Notebook demonstrating the addition of data segmented with proseg

Contents

Notebook demonstrating the addition of data segmented with proseg #

## The following code ensures that all functions and init files are reloaded before executions.
%load_ext autoreload
%autoreload 2

from pathlib import Path
from insitupy import InSituData, CACHE

Load data#

insitupy_project = Path(CACHE / "out/demo_insitupy_project")
xd = InSituData.read(insitupy_project)
xd.load_all()

xd

InSituData
Method:		Xenium
Slide ID:	0001879
Sample ID:	Replicate 1
Path:		C:\Users\ge37voy\.cache\InSituPy\out\demo_insitupy_project
Metadata file:	.ispy
    ➤ images
       nuclei:	(25778, 35416)
       CD20:	(25778, 35416)
       HER2:	(25778, 35416)
       HE:	(25778, 35416, 3)
    ➤ cells
       MultiCellData with main layer 'main'
           matrix
               AnnData object with n_obs × n_vars = 156447 × 297
               obs: 'transcript_counts', 'control_probe_counts', 'control_codeword_counts', 'total_counts', 'cell_area', 'nucleus_area', 'n_genes_by_counts', 'n_genes', 'leiden', 'cell_type_dc', 'cell_type_dc_sub', 'cell_type_tacco', 'cell_type_publ'
               var: 'gene_ids', 'feature_types', 'genome', 'n_cells_by_counts', 'mean_counts', 'pct_dropout_by_counts', 'total_counts', 'n_cells'
               uns: 'cell_type_dc_colors', 'cell_type_dc_sub', 'cell_type_dc_sub_colors', 'cell_type_publ_colors', 'cell_type_tacco_colors', 'counts_location', 'leiden', 'leiden_colors', 'log1p', 'neighbors', 'pca', 'umap'
               obsm: 'OT', 'X_pca', 'X_umap', 'annotations', 'ora_estimate', 'ora_pvals', 'regions', 'spatial'
               varm: 'OT', 'PCs'
               layers: 'counts', 'norm_counts'
               obsp: 'connectivities', 'distances'
           boundaries
               BoundariesData object with 2 entries:
                   cells
                   nuclei
    ➤ transcripts
       DataFrame with shape <dask_expr.expr.Scalar: expr=ReadParquetFSSpec(52e75f9).size() // 8, dtype=int32> x 8
    ➤ annotations
       TestKey:	9 annotations, 2 classes ('TestClass','points') ✔
       demo:	4 annotations, 1 class ('None') ✔
       demo2:	5 annotations, 1 class ('None') ✔
       demo3:	7 annotations, 1 class ('None') ✔
       Demo:	28 annotations, 2 classes ('Tumor cells','Stroma') ✔
    ➤ regions
       demo_regions:	3 regions, 3 classes ('Region1','Region2','Region3') ✔
       TMA:	6 regions, 6 classes ('B-2','A-3','B-1','B-3','A-1','A-2') ✔
       Demo:	3 regions, 3 classes ('Region 1','Region 3','Region 2') ✔

Select small region for demonstration#

xdcrop = xd.crop(xlim=(2700,3000), ylim=(2700,3000))

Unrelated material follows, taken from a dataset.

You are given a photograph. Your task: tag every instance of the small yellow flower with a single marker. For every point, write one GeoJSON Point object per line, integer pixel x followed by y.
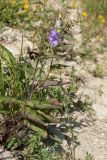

Export transcripts for proseg#

transcripts_out_path = Path(CACHE / "out/transcripts_for_proseg.csv")
transcripts_out_path.parent.mkdir(exist_ok=True)

# export transcripts as csv
xdcrop.transcripts.to_csv(transcripts_out_path, single_file=True)

['C:\\Users\\ge37voy\\.cache\\InSituPy\\out\\transcripts_for_proseg.csv']

Install proseg#

For installation checkout the installation instructions in the proseg Github repository. In brief, proseg is a Rust package and can be installed using:

cargo install proseg

Run proseg#

output_path = transcripts_out_path.parent / "proseg_results"
output_path.mkdir(exist_ok=True)

import subprocess

# Start the process
process = subprocess.Popen([
    'proseg',
    '--xenium', str(transcripts_out_path),
    '--output-path', str(output_path),
    '--min-qv', str(20),
    '--excluded-genes', "^(Deprecated|NegControl|Unassigned|Intergenic|BLANK|antisense)"
    ], stdout=subprocess.PIPE)

# Continuously read the output
while True:
    output = process.stdout.readline()
    if output == b'' and process.poll() is not None:
        break
    if output:
        print(output.decode('utf-8', errors='replace').strip())

Using 16 threads
Read 109974 transcripts
587 cells
310 genes
Estimated full area: 94627.77
Full volume: 557341.2
Using grid size 123.81886. Chunks: 9

Alternative approach: running Proseg in the terminal#

If the previous cell did not execute successfully (e.g., due to spaces in your file path), you can run Proseg directly from the terminal.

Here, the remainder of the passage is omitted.